Благоговение перед Тайной
Невзирая на присутствие аспектов Священного во всех без исключения сторонах жизни, в традиционных религиях обязательно выделяется понятие святыни как некой промежуточной инстанции между мирами земным и небесным. Святыня либо недоступна простому человеку, либо доступна при условии совершения им серьёзной работы над собой. Но даже и в этом случае подчёркивается, что прикосновение к святыне есть результат милосердия Бога к человеку. Без этого осознания прикосновение к святыне может погубить материальное существо из-за разницы между мирами: святыня есть «небо на земле» (прикоснуться к нему могут только «небесные» или «почти небесные»), простой человек, как правило, закоснел в материальной сфере и не чает из неё выбраться. И именно Святое, Тайна, пробуждает в человеке смирение и раскаяние в собственной материализации и стремление выбраться из этого состояния определёнными знаковыми действиями. Тайна и святыня порождают жажду преодоления материального мира. Именно эта сторона Традиции показывает её живой силой, а не отвлечённой схемой.

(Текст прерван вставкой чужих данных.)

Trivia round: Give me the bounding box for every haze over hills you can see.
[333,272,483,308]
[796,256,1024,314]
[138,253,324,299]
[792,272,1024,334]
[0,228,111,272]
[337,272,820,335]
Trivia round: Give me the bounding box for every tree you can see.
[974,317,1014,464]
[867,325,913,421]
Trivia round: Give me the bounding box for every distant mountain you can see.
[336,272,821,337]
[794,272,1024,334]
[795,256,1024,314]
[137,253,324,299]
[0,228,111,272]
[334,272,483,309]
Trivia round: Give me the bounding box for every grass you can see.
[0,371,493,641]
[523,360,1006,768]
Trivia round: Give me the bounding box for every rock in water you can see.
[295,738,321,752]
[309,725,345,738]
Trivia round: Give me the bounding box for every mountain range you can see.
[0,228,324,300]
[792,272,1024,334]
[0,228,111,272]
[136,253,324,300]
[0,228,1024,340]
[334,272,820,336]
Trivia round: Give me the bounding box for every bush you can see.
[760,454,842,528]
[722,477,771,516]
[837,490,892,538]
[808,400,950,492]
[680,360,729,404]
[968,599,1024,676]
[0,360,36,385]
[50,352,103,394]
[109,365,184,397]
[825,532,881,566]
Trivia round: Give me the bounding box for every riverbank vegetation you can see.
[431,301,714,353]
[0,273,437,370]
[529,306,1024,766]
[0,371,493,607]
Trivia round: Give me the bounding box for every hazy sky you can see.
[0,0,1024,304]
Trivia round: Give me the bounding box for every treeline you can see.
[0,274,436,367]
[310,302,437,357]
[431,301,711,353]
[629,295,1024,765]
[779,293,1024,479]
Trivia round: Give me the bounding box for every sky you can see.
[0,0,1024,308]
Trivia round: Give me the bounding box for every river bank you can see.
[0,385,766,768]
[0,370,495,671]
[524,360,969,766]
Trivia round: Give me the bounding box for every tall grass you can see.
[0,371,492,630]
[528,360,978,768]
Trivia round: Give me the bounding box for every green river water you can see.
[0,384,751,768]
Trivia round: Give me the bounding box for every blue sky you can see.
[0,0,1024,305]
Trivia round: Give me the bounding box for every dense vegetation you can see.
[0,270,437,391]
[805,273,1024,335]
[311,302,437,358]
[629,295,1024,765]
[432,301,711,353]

Библер подчёркивает особое значение системы запретов в Традиции. Запрет есть указание на Святое, призыв к подготовке перед встречей с Ним. Благоговение же — особая ответная плата человека при касании Священного, это способ подготовки и настроя [28; 736]. Р.Отто отдавал этому компоненту Священного первенство в самом определении Священного [8; 29], что мне кажется не вполне верным: «первенства» в ступенях манифестации Священного быть не может, поскольку Священное самоцентрично, полноценно и не зависит от каких-то действий или настроений со стороны человека. Однако Отто отметил важнейший компонент — человеческое переживание является частью самой структуры Священного, но не абстрактно-единичной психики. Таким образом, испытывая трепет, восторг, благочестивый страх, человек воздаёт Священному то, что примордиально уже получено от Него. Так обеспечивается состояние, которое Отцами Церкви названо синергией [29] — сотрудничеством человека с Богом. Согласно христианской философии, обращаясь к Богу, человек лишь воздаёт Богу то, что получено от Него, причём силы для этого возвращения человек также получает от Бога, а не из какого-то внутреннего источника [30; 77,78]. Словами Виталия Аверьянова этот процесс «представляет собой и сами корни, и процесс корневого питания растения» [31; 44].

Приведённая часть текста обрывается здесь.